Why are new houses delivered in wrong locations, for wrong target groups and within wrong price-ranges, leaving diverse kinds of housing demand unmet? How can regional governance improve municipal land-use decisions? For what can municipal administrations be demanded to be accountable in the land-use decision process and how? Addressing these questions, Vitnarae Kang and Danielle wrote a paper that provides an analytic framework of three governance approaches (hierarchical, horizontal and market-oriented) and inter-governmental accountability relationships.

This paper is based on a study of regional housing planning in the province of South Holland, the Netherlands.

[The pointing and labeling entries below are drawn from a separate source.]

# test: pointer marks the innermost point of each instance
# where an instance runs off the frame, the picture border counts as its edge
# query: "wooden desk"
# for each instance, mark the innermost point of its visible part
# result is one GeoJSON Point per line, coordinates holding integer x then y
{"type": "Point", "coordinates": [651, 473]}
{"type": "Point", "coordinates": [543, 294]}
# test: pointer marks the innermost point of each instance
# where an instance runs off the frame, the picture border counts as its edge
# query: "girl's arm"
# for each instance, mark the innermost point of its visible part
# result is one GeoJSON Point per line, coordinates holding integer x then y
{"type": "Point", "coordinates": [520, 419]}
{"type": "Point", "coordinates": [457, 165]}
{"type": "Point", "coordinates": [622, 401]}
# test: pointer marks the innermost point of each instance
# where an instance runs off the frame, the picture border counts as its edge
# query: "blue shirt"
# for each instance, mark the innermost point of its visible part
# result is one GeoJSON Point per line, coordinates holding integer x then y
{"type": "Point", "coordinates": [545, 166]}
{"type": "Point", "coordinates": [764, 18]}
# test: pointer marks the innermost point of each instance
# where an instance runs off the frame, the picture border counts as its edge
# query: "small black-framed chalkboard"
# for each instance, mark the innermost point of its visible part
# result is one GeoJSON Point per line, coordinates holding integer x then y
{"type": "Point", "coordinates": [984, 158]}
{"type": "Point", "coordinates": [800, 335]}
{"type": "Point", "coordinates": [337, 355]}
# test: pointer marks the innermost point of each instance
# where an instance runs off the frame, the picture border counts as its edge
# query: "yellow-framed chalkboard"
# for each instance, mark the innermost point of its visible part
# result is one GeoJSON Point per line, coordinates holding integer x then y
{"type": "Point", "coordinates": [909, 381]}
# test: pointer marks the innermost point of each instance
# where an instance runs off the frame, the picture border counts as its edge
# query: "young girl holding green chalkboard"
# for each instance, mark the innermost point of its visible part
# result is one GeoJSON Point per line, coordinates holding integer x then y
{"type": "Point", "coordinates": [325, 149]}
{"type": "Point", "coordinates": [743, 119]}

The measures undertaken in the case under review in the context of changing market conditions highlight the need to modify accountability arrangements, when policy-makers choose a new set of governance modes in order to shape relational dynamics conducive to achieving new policy goals.

Planning capacities of municipalities embedded in regional governance remain important

Vitnarae Kang: “Without understanding the role of the higher-level government in local land-use decisions and the role of regional inter-municipal coordination, it is difficult to fully understand what have made Dutch public land development projects internationally a relative success. Despite of recent critics of active land policy in the Netherlands, municipal planning capacities embedded in regional governance remain important. Hierarchical governance approaches are required to support regional coordination that strengthens self-organising power of municipalities in the housing market.”